Por isso, seriam necessárias regras nacionais de mobilidade, igualdade jurídica e acesso. A participação poderia exigir tempo, mas não poderia depender de origem familiar, raça, religião ou qualquer condição semelhante. A territorialidade deve significar vínculo objetivo, mas não fechamento comunitário.

21. Federação de sociedades territoriais abertas

A combinação desses elementos produziria uma visão diferente de federação, pois o país seria composto por comunidades territoriais abertas, cada uma dotada de patrimônios e funções distintas. Algumas possuiriam ativos portuários; outras, ativos fronteiriços; outras, recursos naturais; outras, centralidade administrativa.

A União garantiria circulação, direitos fundamentais e equilíbrio federativo. Enquanto estados e municípios desenvolveriam suas especializações. E parte das rendas extraordinárias poderia ser transformada em patrimônio das comunidades correspondentes.

Assim, diversidade territorial e unidade nacional deixariam de parecer opostas.

Conclusão — Do cidadão abstrato ao participante concreto do lugar

A ideia de renda de cidadania parte de uma relação abstrata e legítima:

pessoa → comunidade política → direito.

O dividendo territorial acrescenta outra relação:

pessoa → domicílio → propriedade → território → patrimônio coletivo → rendimento.

Não se trata de substituir cidadania pela propriedade, muito menos de atribuir diferentes dignidades políticas a proprietários e não proprietários. Trata-se de reconhecer que algumas pessoas possuem uma relação concreta, duradoura e patrimonial com determinados lugares, pois esses lugares podem produzir riqueza. E quando a geografia privilegiada de uma cidade é transformada em atividade econômica organizada, surge uma renda que não deve necessariamente ser apropriada integralmente pela empresa, pelo proprietário privado ou pelo governo.

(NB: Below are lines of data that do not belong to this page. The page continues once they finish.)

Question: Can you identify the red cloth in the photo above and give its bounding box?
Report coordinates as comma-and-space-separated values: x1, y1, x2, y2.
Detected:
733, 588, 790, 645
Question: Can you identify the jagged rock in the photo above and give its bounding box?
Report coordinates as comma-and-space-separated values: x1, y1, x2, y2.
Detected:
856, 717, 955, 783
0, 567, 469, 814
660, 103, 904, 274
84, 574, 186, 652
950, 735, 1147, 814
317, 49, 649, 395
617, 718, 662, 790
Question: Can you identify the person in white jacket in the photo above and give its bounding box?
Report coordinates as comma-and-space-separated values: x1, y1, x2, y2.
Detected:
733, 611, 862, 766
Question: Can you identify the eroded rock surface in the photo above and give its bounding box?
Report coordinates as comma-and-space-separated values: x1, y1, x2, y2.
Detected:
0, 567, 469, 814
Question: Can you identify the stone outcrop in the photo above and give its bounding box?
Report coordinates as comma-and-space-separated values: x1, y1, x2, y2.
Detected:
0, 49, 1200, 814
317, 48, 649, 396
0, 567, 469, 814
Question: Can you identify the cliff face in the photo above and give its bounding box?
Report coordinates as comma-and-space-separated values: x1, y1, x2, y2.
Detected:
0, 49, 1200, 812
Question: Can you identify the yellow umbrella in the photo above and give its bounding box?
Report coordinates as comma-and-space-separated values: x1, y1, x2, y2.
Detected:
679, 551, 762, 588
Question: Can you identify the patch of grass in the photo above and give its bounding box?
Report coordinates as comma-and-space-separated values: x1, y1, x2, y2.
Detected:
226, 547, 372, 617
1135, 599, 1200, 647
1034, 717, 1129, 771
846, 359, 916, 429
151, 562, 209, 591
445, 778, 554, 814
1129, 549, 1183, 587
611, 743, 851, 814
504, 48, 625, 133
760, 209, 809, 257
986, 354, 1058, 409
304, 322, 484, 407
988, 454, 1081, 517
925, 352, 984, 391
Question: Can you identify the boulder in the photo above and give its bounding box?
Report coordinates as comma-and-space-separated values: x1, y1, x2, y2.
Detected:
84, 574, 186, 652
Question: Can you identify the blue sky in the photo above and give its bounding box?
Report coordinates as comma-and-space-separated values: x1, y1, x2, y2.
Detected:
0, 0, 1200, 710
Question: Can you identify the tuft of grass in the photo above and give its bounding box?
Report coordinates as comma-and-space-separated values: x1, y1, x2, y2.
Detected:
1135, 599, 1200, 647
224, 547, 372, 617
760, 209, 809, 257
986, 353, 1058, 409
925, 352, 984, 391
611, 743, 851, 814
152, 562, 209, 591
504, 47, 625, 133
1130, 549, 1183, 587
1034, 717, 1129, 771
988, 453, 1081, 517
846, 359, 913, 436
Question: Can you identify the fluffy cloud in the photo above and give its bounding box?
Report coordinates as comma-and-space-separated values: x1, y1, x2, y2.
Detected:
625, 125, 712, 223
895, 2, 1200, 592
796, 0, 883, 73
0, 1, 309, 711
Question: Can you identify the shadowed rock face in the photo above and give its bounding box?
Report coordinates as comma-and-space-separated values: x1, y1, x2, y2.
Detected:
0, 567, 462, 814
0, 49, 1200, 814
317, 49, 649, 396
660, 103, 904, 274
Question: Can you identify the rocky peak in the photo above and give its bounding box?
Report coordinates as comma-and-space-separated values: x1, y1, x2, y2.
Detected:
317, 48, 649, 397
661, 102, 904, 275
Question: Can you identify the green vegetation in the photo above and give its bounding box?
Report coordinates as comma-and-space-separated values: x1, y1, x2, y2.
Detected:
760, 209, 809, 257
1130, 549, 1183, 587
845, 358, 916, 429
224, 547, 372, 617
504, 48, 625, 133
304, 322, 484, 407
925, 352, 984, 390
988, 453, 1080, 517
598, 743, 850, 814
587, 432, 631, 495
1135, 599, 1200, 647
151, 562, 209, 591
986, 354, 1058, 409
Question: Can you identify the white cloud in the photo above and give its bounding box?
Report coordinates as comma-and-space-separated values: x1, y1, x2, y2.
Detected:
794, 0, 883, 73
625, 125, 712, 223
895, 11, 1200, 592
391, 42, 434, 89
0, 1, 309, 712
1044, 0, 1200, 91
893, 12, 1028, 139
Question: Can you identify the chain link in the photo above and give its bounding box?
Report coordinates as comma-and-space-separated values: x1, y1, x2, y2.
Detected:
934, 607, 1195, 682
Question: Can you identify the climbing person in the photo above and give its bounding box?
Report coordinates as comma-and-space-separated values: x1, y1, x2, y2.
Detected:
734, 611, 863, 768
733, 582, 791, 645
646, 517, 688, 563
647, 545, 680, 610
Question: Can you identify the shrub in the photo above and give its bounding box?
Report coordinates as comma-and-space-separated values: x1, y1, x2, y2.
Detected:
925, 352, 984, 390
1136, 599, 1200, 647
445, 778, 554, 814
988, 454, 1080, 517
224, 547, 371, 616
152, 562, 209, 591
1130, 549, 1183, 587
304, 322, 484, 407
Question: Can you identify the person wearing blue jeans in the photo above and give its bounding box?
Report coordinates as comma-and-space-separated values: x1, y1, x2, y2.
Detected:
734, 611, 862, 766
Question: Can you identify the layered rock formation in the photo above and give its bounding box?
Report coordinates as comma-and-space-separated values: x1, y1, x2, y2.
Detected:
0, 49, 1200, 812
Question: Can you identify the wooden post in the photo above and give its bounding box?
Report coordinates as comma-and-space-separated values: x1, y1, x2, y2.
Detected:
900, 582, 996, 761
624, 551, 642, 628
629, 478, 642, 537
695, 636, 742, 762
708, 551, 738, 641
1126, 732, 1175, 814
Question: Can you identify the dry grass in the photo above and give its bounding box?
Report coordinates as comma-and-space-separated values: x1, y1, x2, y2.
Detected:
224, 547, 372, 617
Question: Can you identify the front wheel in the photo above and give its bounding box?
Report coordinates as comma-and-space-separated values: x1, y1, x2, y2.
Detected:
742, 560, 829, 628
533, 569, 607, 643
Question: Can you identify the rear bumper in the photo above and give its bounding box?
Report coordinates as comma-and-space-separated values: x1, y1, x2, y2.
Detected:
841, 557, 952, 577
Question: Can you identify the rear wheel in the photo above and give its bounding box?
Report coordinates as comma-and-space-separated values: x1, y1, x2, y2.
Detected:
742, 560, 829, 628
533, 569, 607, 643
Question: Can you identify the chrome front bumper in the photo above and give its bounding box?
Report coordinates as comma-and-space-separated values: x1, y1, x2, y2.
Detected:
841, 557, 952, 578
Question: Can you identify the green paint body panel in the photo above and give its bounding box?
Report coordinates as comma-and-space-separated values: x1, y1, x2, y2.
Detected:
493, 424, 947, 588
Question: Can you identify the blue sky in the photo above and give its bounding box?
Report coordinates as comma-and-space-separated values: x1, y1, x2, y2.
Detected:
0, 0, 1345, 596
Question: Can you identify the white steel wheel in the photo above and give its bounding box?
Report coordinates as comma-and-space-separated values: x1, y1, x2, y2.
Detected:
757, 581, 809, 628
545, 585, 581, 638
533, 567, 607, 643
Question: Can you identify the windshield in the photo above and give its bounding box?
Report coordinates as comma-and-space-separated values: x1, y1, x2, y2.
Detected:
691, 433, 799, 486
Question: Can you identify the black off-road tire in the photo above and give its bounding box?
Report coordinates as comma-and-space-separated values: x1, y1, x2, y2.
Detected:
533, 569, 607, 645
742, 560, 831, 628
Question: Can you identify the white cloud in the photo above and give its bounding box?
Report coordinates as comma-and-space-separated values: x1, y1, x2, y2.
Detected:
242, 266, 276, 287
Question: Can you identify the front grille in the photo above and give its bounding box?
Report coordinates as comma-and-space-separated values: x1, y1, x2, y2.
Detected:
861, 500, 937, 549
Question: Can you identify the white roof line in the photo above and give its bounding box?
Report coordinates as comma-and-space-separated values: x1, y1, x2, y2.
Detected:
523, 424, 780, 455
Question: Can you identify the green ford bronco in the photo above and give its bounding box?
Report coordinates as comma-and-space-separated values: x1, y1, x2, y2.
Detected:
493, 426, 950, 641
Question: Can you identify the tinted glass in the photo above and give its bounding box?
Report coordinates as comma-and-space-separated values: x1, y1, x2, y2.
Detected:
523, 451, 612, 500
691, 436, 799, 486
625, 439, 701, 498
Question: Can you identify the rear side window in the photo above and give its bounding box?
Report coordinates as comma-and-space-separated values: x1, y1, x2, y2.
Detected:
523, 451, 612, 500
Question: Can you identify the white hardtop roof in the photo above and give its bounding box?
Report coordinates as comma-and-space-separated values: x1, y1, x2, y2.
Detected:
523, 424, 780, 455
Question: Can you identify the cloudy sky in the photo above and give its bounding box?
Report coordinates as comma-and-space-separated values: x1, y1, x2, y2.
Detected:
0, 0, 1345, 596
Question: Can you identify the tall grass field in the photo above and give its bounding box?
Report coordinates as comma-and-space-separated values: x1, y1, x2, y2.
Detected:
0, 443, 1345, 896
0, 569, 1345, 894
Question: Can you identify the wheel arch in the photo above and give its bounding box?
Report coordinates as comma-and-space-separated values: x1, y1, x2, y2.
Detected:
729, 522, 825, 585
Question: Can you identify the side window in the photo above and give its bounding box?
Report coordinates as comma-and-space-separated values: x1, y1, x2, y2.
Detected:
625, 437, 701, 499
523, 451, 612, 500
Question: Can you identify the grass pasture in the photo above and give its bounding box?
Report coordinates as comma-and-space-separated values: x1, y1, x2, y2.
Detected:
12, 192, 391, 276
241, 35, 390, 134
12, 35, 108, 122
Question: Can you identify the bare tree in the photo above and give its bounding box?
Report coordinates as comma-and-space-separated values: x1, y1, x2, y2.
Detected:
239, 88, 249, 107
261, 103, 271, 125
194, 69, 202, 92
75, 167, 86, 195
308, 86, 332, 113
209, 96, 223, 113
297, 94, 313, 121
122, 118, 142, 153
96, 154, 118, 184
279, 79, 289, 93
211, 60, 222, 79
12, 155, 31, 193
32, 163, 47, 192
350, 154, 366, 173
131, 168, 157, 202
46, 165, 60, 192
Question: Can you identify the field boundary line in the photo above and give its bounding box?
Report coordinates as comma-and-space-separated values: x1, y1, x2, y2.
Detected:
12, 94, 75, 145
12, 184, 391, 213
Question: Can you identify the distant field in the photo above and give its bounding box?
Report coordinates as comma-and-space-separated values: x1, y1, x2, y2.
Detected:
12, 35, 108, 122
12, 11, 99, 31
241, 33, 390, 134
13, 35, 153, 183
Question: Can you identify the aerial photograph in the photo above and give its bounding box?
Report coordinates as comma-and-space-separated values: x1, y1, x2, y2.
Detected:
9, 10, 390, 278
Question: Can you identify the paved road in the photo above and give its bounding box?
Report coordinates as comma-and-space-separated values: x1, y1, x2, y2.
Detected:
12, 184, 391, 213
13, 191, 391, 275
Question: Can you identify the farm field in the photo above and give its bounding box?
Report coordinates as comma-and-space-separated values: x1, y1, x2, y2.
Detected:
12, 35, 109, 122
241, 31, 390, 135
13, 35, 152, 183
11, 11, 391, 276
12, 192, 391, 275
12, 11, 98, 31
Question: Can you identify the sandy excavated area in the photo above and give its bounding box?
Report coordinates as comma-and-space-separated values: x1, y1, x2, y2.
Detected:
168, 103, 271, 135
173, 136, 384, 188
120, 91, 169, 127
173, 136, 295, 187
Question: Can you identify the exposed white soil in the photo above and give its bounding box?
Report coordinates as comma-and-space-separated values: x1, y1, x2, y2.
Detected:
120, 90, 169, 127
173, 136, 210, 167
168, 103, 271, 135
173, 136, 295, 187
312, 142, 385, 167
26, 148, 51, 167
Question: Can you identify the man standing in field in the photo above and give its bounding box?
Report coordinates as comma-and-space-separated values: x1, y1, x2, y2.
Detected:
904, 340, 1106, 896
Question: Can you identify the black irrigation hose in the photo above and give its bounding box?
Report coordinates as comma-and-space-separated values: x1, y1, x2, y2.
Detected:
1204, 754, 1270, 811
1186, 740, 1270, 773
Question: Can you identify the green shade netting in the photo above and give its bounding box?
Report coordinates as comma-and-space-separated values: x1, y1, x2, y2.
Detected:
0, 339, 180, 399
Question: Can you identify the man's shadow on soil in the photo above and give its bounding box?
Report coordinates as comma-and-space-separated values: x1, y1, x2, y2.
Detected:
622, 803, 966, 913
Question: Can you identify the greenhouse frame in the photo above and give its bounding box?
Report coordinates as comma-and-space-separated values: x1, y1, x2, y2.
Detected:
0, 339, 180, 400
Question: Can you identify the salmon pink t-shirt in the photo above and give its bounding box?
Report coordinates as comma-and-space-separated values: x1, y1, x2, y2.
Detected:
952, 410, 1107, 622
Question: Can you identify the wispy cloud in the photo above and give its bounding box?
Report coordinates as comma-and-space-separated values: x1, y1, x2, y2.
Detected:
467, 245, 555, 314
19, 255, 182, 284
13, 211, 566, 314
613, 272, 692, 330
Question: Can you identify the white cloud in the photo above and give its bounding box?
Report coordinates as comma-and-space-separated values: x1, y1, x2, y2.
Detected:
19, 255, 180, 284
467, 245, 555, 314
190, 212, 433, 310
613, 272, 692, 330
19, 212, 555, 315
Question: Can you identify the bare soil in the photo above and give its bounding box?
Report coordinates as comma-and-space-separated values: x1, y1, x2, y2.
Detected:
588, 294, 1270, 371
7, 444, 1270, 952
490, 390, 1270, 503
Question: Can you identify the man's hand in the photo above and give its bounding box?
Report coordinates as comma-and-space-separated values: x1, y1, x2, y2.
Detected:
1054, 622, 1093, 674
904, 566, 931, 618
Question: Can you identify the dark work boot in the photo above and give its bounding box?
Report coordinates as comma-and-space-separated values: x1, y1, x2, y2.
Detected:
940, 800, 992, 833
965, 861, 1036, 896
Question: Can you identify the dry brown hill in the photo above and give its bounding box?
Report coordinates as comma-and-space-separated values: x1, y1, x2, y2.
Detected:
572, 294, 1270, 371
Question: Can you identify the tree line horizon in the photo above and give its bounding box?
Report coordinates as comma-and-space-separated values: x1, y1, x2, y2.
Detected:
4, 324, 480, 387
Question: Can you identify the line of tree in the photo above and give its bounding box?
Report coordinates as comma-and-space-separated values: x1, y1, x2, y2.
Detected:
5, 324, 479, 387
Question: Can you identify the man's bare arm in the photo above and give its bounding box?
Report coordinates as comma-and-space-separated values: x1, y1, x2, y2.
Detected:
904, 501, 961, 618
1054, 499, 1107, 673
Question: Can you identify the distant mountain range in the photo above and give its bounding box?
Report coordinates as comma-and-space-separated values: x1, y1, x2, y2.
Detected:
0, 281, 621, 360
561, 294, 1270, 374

Pode existir uma quarta possibilidade: a comunidade territorial participar dos frutos.

A analogia empresarial ajuda a compreender a estrutura, pois o lugar é o ativo; a infraestrutura é o capital acumulado; a atividade econômica gera fluxos; o royalty territorial captura parte da renda espacial, enquantoo  fundo preserva o patrimônio e o dividendo distribui parte dos frutos.

Nesse sentido, o domiciliado-proprietário não seria juridicamente sócio da cidade, mas poderia ser compreendido economicamente como participante de um patrimônio territorial comum.

A diferença é decisiva, mas não se receberia simplesmente porque se possui determinada nacionalidade. O critério para se fazer jus ao recebimento decorre do fato de pertencer concretamente a um lugar, de participar de seus riscos, de mantern patrimônio na cidade e contribuir para a continuidade de uma comunidade cuja geografia possui valor econômico (o bem comum)

Essa talvez seja a formulação final do conceito: sividendo de pertença territorial é a participação periódica nos rendimentos de um patrimônio financeiro coletivo constituído a partir da remuneração de funções geográficas e econômicas exercidas por determinada comunidade, atribuída segundo critérios objetivos de vínculo territorial duradouro.

Assim, o poder do lugar deixaria de ser apenas uma explicação sobre por que alguns lugares são economicamente privilegiados e passa a transformar numa teoria acerca de quem deve participar dos frutos produzidos por esse privilégio geográfico.